Stream vs Batch


Curious, how many are using Stream vs Batch or both?

We are using both.


Too bad Discourse doesn’t support polls! We’re (obviously) using both at Snowplow.


We’re just using batch at Metail.

What is your use case for both?


The common understanding I have is that you can use batch for the majority of analysis, and stream for real-time actioning or decisioning - to go into other applications (mobile notifications, triggered emails etc.)

Oh, and for real time dashboards as well.


we use batch and run it hourly and trust this for our data marts downstream. we use stream to get real-time updates if we can’t wait for hourly batch jobs. we see small differences between batch and stream and trying to figure out why stream has less sometimes than batch.

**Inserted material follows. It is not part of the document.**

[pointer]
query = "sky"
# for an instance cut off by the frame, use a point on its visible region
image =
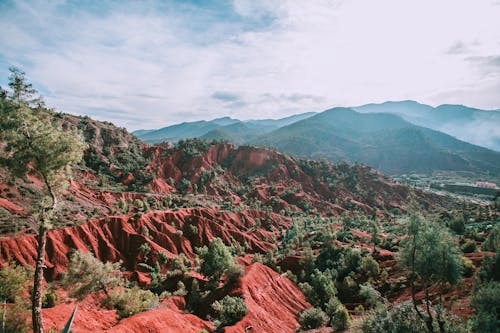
(148, 64)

I think I’d like to know what a dual set up looks like, the closest I’ve gotten to the real-time pipeline is our test Snowplow Mini instance.

My naive imagination is something like running one collector which writes to kinesis, that writes the enriched and shredded data to S3 for batch analyses, perhaps loading the batches into a DB, certainly getting onto a dashboard. You also run some custom analysis on the real-time stream which goes into your dashboards but don’t persist this for very long. However now I’ve skimmed the stream enrich docs and it sounds like it only does the enrich step.

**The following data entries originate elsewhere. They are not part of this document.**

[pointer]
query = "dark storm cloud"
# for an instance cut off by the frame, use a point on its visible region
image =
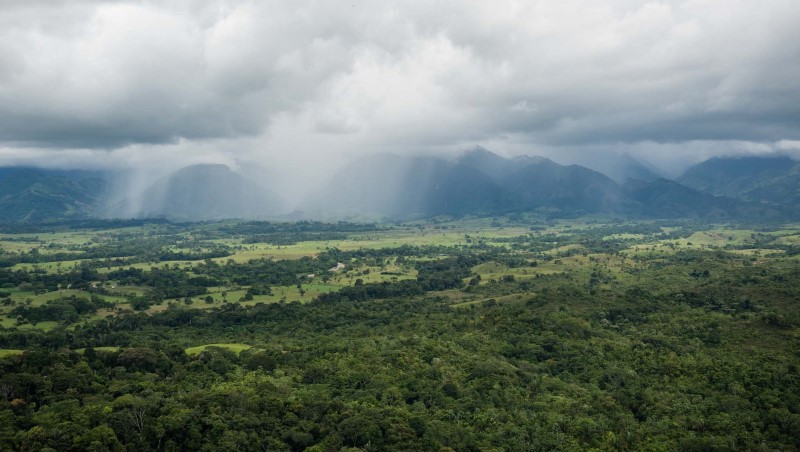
(289, 78)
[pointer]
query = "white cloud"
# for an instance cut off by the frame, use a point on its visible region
(290, 81)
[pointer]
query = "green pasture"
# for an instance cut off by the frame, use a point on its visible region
(235, 348)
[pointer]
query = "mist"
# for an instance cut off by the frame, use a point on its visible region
(289, 94)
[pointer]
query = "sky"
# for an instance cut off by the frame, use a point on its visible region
(294, 88)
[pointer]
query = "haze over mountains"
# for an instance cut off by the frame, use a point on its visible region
(478, 182)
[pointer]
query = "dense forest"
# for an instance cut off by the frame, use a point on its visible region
(515, 335)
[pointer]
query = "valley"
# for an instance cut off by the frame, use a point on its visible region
(514, 331)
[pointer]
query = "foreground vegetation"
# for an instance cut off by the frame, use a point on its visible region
(515, 333)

Where do you duplicate the events in the pipeline? Are you able to write the output of the stream enrich to S3 and start the batch from the shredding step? Got any pros and cons of your chosen solution?



The common term for the infrastructure stack you are describing is the so called ‘Lambda architecture’ (not in any relation to AWS Lambda service), as described in this post:

I think the most common use case would look like this (at least that’s what I set up recently):

  • an ASG with scala stream collectors behind a load balancer writing to a raw event kinesis stream
  • 2 consumers for the raw kinesis stream:
    - s3 loader app sinking raw lzo files to s3 bucket
    - scala-stream-enrich app (also in an ASG), sinking enriched events to enriched_good and enriched_bad kinesis streams
  • elasticsearch-loader app consuming enriched_good kinesis stream and sinking events into your elasticsearch cluster
  • elasticsearch-loader app consuming enriched_bad kinesis stream and sinking events into your elasticsearch cluster
  • emr-etl-runner for the batch pipeline, reading lzo files from the s3 bucket

It is convenient to have all instances in ASGs, since it can be difficult to predict the performance of the RT pipeline and so you want to have monitoring in place, tune instance sizes/buffer settings and in the end, set up autoscaling for your components, including the kinesis shards. This is much easier accomplished compared to e.g. clojure collector running on ElasticBeanstalk - the collector logs are published every hour to s3, so downscaling requires extra work to prevent data loss.